Desde muy pequeños estamos acostumbrados a "ganarnos" las cosas, a hacer méritos para conseguirlas. El escolar que se esfuerza por estudiar mucho para ganar el premio prometido por sus padres, el niño que procura ser bueno “para que lo quiera su mamá”, el joven deportista que entrena duro para alcanzar la victoria en la competición… viven en la misma dinámica que un adulto cuando va cada día a su oficina.
Y ocurre que cuando uno siempre obtiene lo que quiere gracias a su esfuerzo, con facilidad pierde el sentido de lo gratuito, de lo inmerecido.
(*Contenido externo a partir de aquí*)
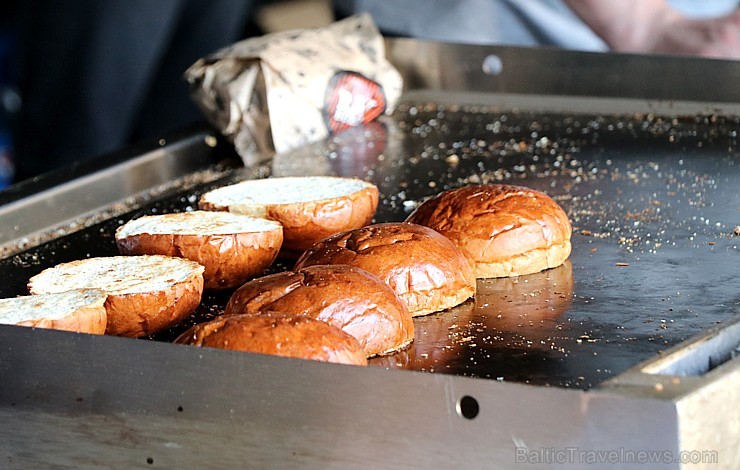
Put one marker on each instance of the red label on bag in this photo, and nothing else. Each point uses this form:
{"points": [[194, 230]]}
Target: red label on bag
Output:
{"points": [[352, 99]]}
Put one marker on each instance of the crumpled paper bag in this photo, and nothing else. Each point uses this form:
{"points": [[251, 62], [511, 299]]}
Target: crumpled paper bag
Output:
{"points": [[280, 91]]}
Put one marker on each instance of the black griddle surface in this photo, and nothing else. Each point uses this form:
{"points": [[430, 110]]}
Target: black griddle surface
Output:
{"points": [[654, 203]]}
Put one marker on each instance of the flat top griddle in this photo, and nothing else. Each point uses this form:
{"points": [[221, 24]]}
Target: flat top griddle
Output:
{"points": [[654, 203]]}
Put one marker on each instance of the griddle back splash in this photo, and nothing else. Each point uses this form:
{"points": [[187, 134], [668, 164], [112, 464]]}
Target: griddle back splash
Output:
{"points": [[654, 204]]}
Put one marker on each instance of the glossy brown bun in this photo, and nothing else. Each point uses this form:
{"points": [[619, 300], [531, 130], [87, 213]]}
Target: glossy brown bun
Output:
{"points": [[310, 208], [231, 247], [146, 293], [344, 296], [427, 272], [509, 313], [278, 334], [504, 230]]}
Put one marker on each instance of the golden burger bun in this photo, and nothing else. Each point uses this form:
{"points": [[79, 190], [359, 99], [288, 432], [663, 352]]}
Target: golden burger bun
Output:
{"points": [[504, 230], [427, 271], [278, 334]]}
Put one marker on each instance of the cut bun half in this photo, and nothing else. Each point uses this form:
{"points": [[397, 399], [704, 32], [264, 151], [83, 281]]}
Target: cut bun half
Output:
{"points": [[309, 208], [232, 248], [504, 230], [145, 294], [278, 334], [80, 311]]}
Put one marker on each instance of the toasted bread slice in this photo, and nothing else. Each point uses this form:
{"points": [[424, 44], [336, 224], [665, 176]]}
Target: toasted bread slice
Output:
{"points": [[146, 294], [231, 247], [310, 208], [81, 311]]}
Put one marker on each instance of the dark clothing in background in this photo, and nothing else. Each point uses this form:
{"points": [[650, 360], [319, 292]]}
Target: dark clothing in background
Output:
{"points": [[96, 75]]}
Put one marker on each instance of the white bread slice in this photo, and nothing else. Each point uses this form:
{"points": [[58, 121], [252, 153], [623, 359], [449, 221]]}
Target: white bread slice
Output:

Aquí radica el peligro, porque... ¡qué dificultad tan grande entraña esta actitud para comprender y disfrutar el evangelio!
En el centro de nuestra relación con Dios está el DON. El hombre reconoce a su Creador a partir de los regalos con que éste le colma, y sólo desde esa perspectiva de dependencia, de recibir gratuitamente la vida y todo lo que le sigue, se sitúa correctamente en relación al Dios y Padre de nuestro Señor Jesucristo. Por eso la torre de Babel -el esfuerzo del hombre por ponerse "a la altura de Dios" sin reconocer las diferencias de "estatura"- está condenada en todos los casos al fracaso.
Quizás tengamos que acordarnos de que vivimos una "Alianza nueva", y que en ésta se nos invita a dejar atrás la antigua maldición: "Comerás el pan con el sudor de tu frente", y a pedir en cambio: "Danos hoy nuestro pan de cada día".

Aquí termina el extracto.